Anna Rossi, 28, is a 2001 graduate of Bainbridge Island High. She recalled how she decided to try out for the show.

“I was just flipping through things and found ads that they were doing a national casting call Cordon Bleu (College of Culinary Arts) in Cambridge,” she recalled.

“I thought I better sign us both up. We weren’t doing anything that Saturday,” she laughed.

At the tryouts, they both cooked their signature dishes. He made his “very famous” roasted yellow pepper with anchovy puree and grilled toasts, and she made a butternut squash ravioli with crispy pancetta and wilted arugula.

The two dishes were a hit, and so were the couple.

“Round after round we kept getting call-backs,” she said.

During the top 100 competition, Rossi made a white clam pizza, using her mom’s 35-minute pizza dough. Her husband presented a “dirty lobster” recipe.

While AJ made it to the top 36, the couple had to part as he was eliminated from the show after he earned his coveted “MasterChef” apron. Anna is still competing in the show.

The show wrapped up filming in April, and Anna Rossi has been sworn to secrecy about where “MasterChef” will go in the weeks to come. During this week’s episodes, Rossi has made the cut to the final 13 chefs.

The experience has been amazing, she said.

“Everyone here knows how to cook. I feel just so honored to be among such talented peers,” she said.

“The filming schedule is crazy; 17-hour days on set and tons of cameras and Gordon Ramsay. He’s amazing,” she quickly added. “He’s every bit of intense, if not more, as he appears on television.”

Despite the pressure, the contestants have bonded through their ordeal, Rossi added.

“Both AJ and I agree; it was just immediate, this connection you have with people — whether your specialty is southern comfort, or California, (we’re representing New England) —you all share a love of hunger and appetite that unites you,” she said. “It’s been a dream come true.”

Rossi said managing her emotions has been the toughest part of the show.

“Your culinary life is on the line with every challenge,” she said.

Cooking is her passion, her love, and to have it pulled apart and examined is, well, hard.

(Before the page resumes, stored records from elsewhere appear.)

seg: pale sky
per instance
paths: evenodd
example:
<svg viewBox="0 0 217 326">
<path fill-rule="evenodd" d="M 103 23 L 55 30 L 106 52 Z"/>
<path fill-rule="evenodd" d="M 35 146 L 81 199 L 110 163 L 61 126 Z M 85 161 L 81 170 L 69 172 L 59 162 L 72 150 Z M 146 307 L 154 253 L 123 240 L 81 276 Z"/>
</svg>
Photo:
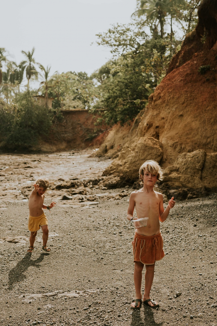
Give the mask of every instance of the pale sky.
<svg viewBox="0 0 217 326">
<path fill-rule="evenodd" d="M 130 21 L 136 0 L 7 0 L 1 5 L 0 47 L 19 63 L 21 51 L 35 50 L 36 61 L 51 72 L 90 74 L 111 57 L 108 49 L 91 45 L 111 24 Z"/>
</svg>

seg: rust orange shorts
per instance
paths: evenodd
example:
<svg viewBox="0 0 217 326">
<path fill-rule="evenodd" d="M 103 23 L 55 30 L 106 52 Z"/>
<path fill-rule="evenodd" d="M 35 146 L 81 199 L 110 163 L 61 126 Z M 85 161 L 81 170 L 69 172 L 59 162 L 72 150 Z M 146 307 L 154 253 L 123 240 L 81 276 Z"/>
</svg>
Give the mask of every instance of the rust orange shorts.
<svg viewBox="0 0 217 326">
<path fill-rule="evenodd" d="M 153 265 L 165 256 L 163 249 L 163 238 L 160 232 L 149 236 L 142 235 L 136 231 L 132 244 L 134 262 L 141 261 L 144 265 Z"/>
</svg>

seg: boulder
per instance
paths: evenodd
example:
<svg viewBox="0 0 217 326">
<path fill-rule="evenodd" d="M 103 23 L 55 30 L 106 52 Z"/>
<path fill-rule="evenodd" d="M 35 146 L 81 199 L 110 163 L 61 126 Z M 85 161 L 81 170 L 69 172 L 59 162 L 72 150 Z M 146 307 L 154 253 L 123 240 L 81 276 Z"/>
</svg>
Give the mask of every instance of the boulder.
<svg viewBox="0 0 217 326">
<path fill-rule="evenodd" d="M 207 154 L 201 180 L 207 189 L 213 191 L 217 189 L 217 153 Z"/>
<path fill-rule="evenodd" d="M 141 166 L 147 160 L 160 162 L 163 156 L 160 142 L 153 137 L 139 137 L 127 143 L 103 175 L 114 174 L 121 180 L 134 182 Z M 106 186 L 107 186 L 106 185 Z"/>
<path fill-rule="evenodd" d="M 163 182 L 168 183 L 170 187 L 175 188 L 204 188 L 202 170 L 206 156 L 203 149 L 180 154 L 174 164 L 165 169 Z"/>
</svg>

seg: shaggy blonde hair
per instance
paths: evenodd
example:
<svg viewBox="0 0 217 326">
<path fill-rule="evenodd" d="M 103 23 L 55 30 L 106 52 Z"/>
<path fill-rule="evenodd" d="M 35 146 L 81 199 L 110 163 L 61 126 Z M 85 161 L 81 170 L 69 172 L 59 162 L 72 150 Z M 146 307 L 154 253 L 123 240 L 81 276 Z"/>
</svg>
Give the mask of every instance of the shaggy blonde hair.
<svg viewBox="0 0 217 326">
<path fill-rule="evenodd" d="M 47 190 L 49 185 L 49 181 L 48 179 L 38 179 L 35 183 L 39 185 L 39 187 L 43 188 L 44 190 Z"/>
<path fill-rule="evenodd" d="M 142 165 L 141 165 L 139 171 L 139 183 L 143 186 L 143 177 L 144 171 L 147 171 L 153 174 L 156 175 L 157 181 L 155 184 L 155 187 L 157 187 L 158 184 L 163 179 L 163 171 L 156 161 L 153 160 L 148 160 L 146 161 Z M 142 178 L 141 177 L 142 176 Z"/>
</svg>

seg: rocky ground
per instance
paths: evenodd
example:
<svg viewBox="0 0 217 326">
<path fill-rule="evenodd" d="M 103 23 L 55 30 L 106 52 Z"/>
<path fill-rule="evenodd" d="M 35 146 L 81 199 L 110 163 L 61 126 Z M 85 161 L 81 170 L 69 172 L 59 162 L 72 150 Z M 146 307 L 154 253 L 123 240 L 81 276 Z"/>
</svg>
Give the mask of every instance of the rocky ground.
<svg viewBox="0 0 217 326">
<path fill-rule="evenodd" d="M 131 190 L 110 189 L 100 176 L 111 161 L 91 154 L 0 157 L 0 325 L 217 325 L 216 194 L 177 201 L 161 225 L 160 308 L 132 311 Z M 57 202 L 47 214 L 52 250 L 42 251 L 39 231 L 31 255 L 27 198 L 41 175 L 51 182 L 45 203 Z"/>
</svg>

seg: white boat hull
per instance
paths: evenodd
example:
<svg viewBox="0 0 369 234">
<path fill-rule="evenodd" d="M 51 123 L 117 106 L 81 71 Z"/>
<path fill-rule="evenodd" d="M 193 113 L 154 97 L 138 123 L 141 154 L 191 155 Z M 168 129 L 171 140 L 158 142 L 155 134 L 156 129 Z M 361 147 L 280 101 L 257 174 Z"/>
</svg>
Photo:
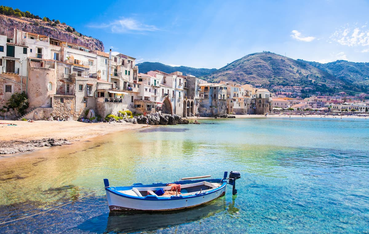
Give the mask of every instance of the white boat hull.
<svg viewBox="0 0 369 234">
<path fill-rule="evenodd" d="M 106 196 L 111 211 L 144 210 L 168 211 L 193 207 L 205 204 L 225 194 L 225 184 L 214 191 L 186 195 L 185 193 L 172 196 L 170 198 L 132 198 L 122 196 L 119 193 L 107 190 Z"/>
</svg>

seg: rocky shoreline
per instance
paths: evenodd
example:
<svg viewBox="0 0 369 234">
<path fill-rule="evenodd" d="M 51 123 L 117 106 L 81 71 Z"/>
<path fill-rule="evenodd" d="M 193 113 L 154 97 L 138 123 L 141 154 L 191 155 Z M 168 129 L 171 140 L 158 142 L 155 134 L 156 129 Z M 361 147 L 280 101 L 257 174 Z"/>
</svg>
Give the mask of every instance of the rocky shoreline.
<svg viewBox="0 0 369 234">
<path fill-rule="evenodd" d="M 29 141 L 11 140 L 0 142 L 0 155 L 12 154 L 33 151 L 37 147 L 52 147 L 63 145 L 71 144 L 66 139 L 44 138 Z"/>
</svg>

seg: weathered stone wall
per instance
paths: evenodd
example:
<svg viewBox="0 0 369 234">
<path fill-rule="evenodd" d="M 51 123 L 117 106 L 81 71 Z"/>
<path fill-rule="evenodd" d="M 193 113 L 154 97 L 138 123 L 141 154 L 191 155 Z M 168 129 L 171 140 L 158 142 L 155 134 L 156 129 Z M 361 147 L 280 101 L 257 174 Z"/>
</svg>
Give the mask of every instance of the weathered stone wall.
<svg viewBox="0 0 369 234">
<path fill-rule="evenodd" d="M 125 95 L 125 97 L 122 98 L 121 103 L 108 102 L 105 102 L 104 97 L 97 98 L 96 99 L 96 112 L 103 118 L 110 114 L 116 115 L 119 111 L 129 109 L 129 104 L 127 103 L 128 95 Z M 91 108 L 90 108 L 91 109 Z"/>
<path fill-rule="evenodd" d="M 3 63 L 4 61 L 3 62 Z M 14 92 L 21 92 L 21 85 L 20 84 L 21 82 L 21 76 L 18 75 L 2 74 L 1 74 L 1 77 L 13 81 L 14 82 L 13 82 L 0 77 L 0 109 L 3 108 L 3 106 L 6 105 L 6 103 L 13 94 Z M 22 90 L 25 91 L 26 77 L 23 77 L 22 78 L 23 78 L 21 79 L 21 82 L 23 83 Z M 5 92 L 6 85 L 11 85 L 12 91 L 11 92 Z"/>
<path fill-rule="evenodd" d="M 50 98 L 56 92 L 55 75 L 54 69 L 29 68 L 27 95 L 30 108 L 52 107 Z M 51 90 L 48 89 L 49 82 L 51 83 Z"/>
<path fill-rule="evenodd" d="M 63 102 L 61 99 L 62 98 Z M 76 111 L 75 99 L 74 96 L 66 95 L 55 95 L 54 96 L 53 115 L 63 117 L 72 116 L 73 119 L 77 119 L 83 111 L 83 109 Z"/>
<path fill-rule="evenodd" d="M 225 99 L 213 100 L 210 107 L 200 107 L 200 116 L 203 117 L 216 117 L 226 114 L 227 100 Z"/>
</svg>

“It’s part of the way I communicate and put my love for community or friends or family, and put that forward on the plate,” she said. “To have that scrutinized and really picked apart is really difficult.”

And there’s the race against the clock, as well. The competitions are timed, and the contestants have just one hour to complete the challenge.

Rossi said her usual style means moseying around the kitchen, glass of wine in hand, with NPR on the radio in the background.

“They give you about two hours less than I would like,” she said.

One of her greatest moments on the show came this week, after Rossi prepared her molten lava cake that’s been described as a bit of chocolate heaven.

One of the judges, Bastianich — the founder of such legendary restaurants in New York such as Del Posto, Babbo Ristorante e Enoteca, Lupa Osteria Romana and others — gave Rossi’s recipe his highest praise. It was “baking perfection,” he said.

“It made my life saying he would serve it in his restaurant,” she said.

“I could have died and gone to heaven right there,” she said.

Rossi probably could have died earlier this week, too, when she was recognized in public for the first time.

She was at her local grocery store, when she noticed a family of five that was following her around the store.

After about 15 minutes, one of them approached: “Are you that girl from “MasterChef”?”

Much to Rossi’s embarrassment, the only things in her cart was a precooked rotisserie chicken and a box of Kraft macaroni and cheese.

“The one day I’ve had mac-and-cheese in the last seven years,” she laughed.

Rossi hopes her appearance on “MasterChef” will lead to success in the catering business, and said it would be wonderful to create a space that could teach others the benefits of local farm-to-kitchen cooking.

Rossi currently writes a food and cooking blog, at, that extols the virtues of healthful cooking (and includes many of her recipes, some from “MasterChef”).

She encourages her fellow islanders back on Bainbridge to keep watching “MasterChef” to see what happens next.

“There’s never a dull moment in the “MasterChef” kitchen,” she said. “The story is still unfolding.”